Purge me with hyssop, and I shall be clean; wash me, and I shall be whiter than snow.
Photos courtesy of Alaina Kleinbeck
Young people use images to connect to their peers, writes the director of the Duke Youth Academy. How can we use this method of communication to help young people grow in their faith?
Parents, youth workers and anyone who has spent time with a young person know that communication matters to young people.
The young do, in fact, communicate at higher rates than other age groups, but it isn’t simply about words. Young people are in touch with their friends and family using pictures, emojis and animated images called GIFs.

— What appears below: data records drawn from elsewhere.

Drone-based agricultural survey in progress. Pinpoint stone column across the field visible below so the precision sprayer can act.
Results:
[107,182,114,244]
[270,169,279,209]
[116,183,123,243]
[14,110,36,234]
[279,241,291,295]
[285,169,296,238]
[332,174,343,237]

For those of us who grew up calling people on the phone, writing letters or showing up on friends’ doorsteps, this kind of image-mediated communication can seem strange and awkward, even less authentic. But to the young, this is being in touch, being connected, being real.
How, then, can we start thinking about newer forms of communication as powerful tools for helping young people grow in their Christian formation and in their relationship with God?
The possibilities are particularly evident during Lent. As an early millennial, I tend to see two types of posts in my social media feeds.
The first is a blacked-out profile picture accompanied by words like “See ya at Easter, folks! Facebook fasting for Lent.” Fasting from social media is a favorite of older millennials and other generations, but for younger people, it’s the equivalent of turning off the Wi-Fi, turning off the cellphone, soldering the mailbox closed and unplugging the last remaining house phone.
The second type of post I see during Lent is a photo from the user’s day accompanied by a series of hashtags, such as #lentphotoaday #40daysoflent.
These two kinds of posts are by no means the full extent to which people practice the liturgical season or express their practice on social media. But they illustrate the possibilities that we leave untapped if we ignore or disengage with social media and other mediated communications.
Images can be particularly powerful in Christian practice. Now that most of us carry cameras in our pockets, image creation or image journaling as a spiritual practice is readily accessible.
Sarah Dunlop, a visual ethnographer from the University of Birmingham, has demonstrated in her work with young Polish immigrants in the U.K. that when young people take photos of sacred things, they are able to articulate spiritual matters in a profoundly personal way. The creation of images initiates a process of deep self-revelation that may not be available through words alone.
When we observe our surroundings through a photographic lens, it may be that we feel greater permission to read meaning into or out of our material existence. In taking photos, our bars of soap and visits to still-water lakes become beautiful observations of simple things. Suddenly, God shows up in our daily existence. Our eyes become trained to see sacred gifts in ordinary places.
Teaching young and old how to employ their communication habits as aids to spiritual formation requires time and practice -- and a bit of willingness on our part to take the first plunge.
It begins with experiencing photographic prayer ourselves, on our own and in small groups, before inviting others to do it.
For those of us who are less than tech-savvy, there are surely young techies in our churches who would be curious enough about this fresh approach to spiritual expression to help us get started.
As a next step, we can encourage members of the church community to take photos throughout the week in response to the Sunday lessons, jump-starting a whole new kind of engagement from members, not just the young.
Reminders are made easy through text messaging services and apps. The weekly practice of reviewing photographs can be incorporated naturally at the beginning of time together in small groups or in sharing testimonies during worship.
All of this might sound like a lot of work. And it may be. But if communicating God’s grace is a primary task of Christian leadership in the church and in the community, then connecting with our young -- and not-so-young -- through this new means of spiritual expression is indeed important work.